TLRFinder is a tools desgined to detect and analyse Telomere-Linked-Repeats (TLR)
TLRs are, as the name describes, regions adjacent to telomeres that are conserved across chromosome ends
The most commonly described version contains Telomere-Linked-Helicases, such as the Y' element in S. cerevisiae
However other coding sequences also exist within TLRs and are also conserved across diverse fungi
With the advent of Long-read sequencing we now have an increasing number of well assembled genomes with the subtelomeres intact
Therefore we are now primed for looking at the TLRs and their evolution.
All that is required to run TLRFinder is an assembly in fasta format (can be bgzip compressed) or a tsv file containing a list of assemblies (first column: sample name; second column: assembly)
NOTE: Do not use hyphens '-' or other special characters in the sample/file names
This tool was developed for O'Donnell et al. 2025 (please cite this publication if you find this tool useful)
conda install samtobam::tlrfinder
TLRFinder.sh -a assembly.fa
or
TLRFinder.sh -al list.tsv
Required inputs:
-a | --assembly Genome assembly in fasta format (*.fa / *.fasta / *.fna) and can be gzipped (*.gz) with bgzip
or
-al | --assemblylist A tsv file containing sample names in the first column and assembly paths in the second column
Recommended inputs:
-ts | --tipsize Length of contig ends to be extracted for TLR detection (Default: 50000)

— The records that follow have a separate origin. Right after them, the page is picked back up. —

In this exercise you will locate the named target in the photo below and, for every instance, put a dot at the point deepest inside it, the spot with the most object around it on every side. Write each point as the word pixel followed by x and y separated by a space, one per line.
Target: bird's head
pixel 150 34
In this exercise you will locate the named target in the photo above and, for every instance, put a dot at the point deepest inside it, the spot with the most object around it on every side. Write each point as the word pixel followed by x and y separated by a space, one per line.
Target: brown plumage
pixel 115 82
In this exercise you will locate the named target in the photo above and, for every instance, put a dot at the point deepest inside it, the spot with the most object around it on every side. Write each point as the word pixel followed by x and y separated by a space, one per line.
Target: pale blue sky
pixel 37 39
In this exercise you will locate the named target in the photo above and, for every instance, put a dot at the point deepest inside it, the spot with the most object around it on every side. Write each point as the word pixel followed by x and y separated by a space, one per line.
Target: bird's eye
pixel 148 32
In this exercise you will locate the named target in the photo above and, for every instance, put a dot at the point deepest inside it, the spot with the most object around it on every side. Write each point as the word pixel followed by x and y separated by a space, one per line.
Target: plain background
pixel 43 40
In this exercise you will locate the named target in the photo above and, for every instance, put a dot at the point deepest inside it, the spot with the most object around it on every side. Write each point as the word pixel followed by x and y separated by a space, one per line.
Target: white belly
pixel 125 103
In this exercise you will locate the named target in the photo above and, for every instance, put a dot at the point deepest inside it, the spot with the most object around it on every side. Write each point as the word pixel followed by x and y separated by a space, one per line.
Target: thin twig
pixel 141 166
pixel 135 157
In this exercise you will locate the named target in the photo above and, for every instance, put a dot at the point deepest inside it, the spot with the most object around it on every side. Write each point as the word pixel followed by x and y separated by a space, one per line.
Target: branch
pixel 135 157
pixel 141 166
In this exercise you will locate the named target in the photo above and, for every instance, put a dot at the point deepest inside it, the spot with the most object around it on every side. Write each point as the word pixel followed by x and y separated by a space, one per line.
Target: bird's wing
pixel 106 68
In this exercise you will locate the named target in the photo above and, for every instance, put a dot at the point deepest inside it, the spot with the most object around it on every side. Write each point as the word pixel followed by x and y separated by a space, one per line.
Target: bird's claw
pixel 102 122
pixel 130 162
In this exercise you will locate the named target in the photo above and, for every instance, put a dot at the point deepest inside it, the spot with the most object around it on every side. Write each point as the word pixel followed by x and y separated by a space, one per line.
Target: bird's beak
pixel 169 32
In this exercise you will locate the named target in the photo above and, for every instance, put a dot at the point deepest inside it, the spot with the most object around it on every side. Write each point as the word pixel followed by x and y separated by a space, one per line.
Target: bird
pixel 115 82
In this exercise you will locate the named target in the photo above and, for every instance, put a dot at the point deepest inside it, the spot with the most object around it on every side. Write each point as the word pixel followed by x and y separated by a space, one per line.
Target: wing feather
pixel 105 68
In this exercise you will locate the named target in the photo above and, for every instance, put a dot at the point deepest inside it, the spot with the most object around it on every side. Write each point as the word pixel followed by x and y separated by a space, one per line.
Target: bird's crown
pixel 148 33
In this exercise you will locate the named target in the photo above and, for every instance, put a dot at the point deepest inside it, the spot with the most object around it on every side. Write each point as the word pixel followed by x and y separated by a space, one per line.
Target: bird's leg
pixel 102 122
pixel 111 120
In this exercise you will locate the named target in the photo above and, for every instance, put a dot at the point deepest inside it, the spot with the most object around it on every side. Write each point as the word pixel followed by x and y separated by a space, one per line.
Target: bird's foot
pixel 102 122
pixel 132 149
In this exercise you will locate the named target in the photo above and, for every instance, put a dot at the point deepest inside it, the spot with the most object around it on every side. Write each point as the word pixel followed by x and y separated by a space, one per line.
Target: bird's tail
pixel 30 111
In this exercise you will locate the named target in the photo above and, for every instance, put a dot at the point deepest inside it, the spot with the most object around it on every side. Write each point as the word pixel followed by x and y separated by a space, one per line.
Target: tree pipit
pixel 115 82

-tr | --telomererepeat Telomeric repeat pattern (Default: TTAGGG)
-ct | --covthreshold The amount of coverage required for a region to be considered for TLR clustering relative to the number fo telomeres (Default = 0.75)
-sm | --sizemin The minimum size of a region passing the coverage threshold to be considered as a potential TLR region (Default: 2000)
Multiple assembly specific parameters (if using --al)
-b | --bootstraps Number of bootstrap tests to be performed by mashtree (Default: 1000)
Optional parameters:
-w | --window Number of basepairs for window averaging for coverage (Default: 10)
-s | --slide Number of basepairs for the window to slide for coverage (Default: 5)
-p | --prefix Prefix for output (Default: TLRFinder)
-o | --output Name of output folder for all results (default: TLRFinder_output)
-h | --help Print this help message
TLRFinder works in 10 main steps (each step is run on all assemblies provided -al)
- Extract 50kb from the ends of contigs >100kb
- Identify Telomeric sequences genomes wide and determine the number within the contig ends
- Align all contig ends to one another
- Calculate the average coverage of sliding windows within the 50kb ends
- Extract contiguous regions with a coverage > (0.75*'the number of telomeric sequences')
- Remove regions < 2kb
- Cluster the nucleotide sequence of the remaining regions using the 80/80 principal
- Consider the largest cluster as the TLR and take the largest version as the representative
- Search the whole genome using BLASTn using the representative TLR
- Plot the alignment and whole genome positions of TLRs for manual verification/scrutiny
TLRFinder runs an additional 3 steps if provided multiple assemblies using -al
11. Rapidly generate a k-mer NJ phylogeny using mashtree
12. Calculate global-ANI (g-ANI) statistics for TLRs within an assembly and between TLR representatives
13. Plot the tree and g-ANI stats side by side
-The primary output is the summary_stats.tsv file with some summarising data per assembly
Column 1 : 'sample' : name given to samples in -al file or prefix if a single assembly (-a)
Column 2 : 'assembly' : name of assembly file provided
Column 3 : 'contigs' : Number of contigs in assembly
Column 4 : 'telomeric_repeats' : Number of good telomeric repeat regions found (minimum of 50bp)
Column 5 : 'telomeric_repeats_contig_ends' : Number of the above telomeric repeats found within the contig ends (Default: 50kb from end of contigs larger than 100kb)
Column 6 : 'TLR_regions' : Number of good TLRs detected genome wide
Column 7 : 'TLR_regions_contig_ends' : Number of the above TLRs found within the contig ends (Default: 50kb from end of contigs larger than 100kb)
Column 8 : 'TLR_representative_coords' : The coordinates in the assembly to the TLR representative used in the analyses
Column 9 : 'TLR_representative_size' : The size in basepairs of the TLR representative
Column 10 : 'TLR_representative_size' : The average size of the regions detected that clustered with the TLR representative
Column 12 : 'TLR_representative' : The nucleotide sequence of the TLR representative
-Per sample plots are all placed in plotting_Rscripts
plotting_Rscripts/*.end_alignments.svg : Contigs with ends aligned with TLRs highlighted (red) and telomeric repeats showing (black dots)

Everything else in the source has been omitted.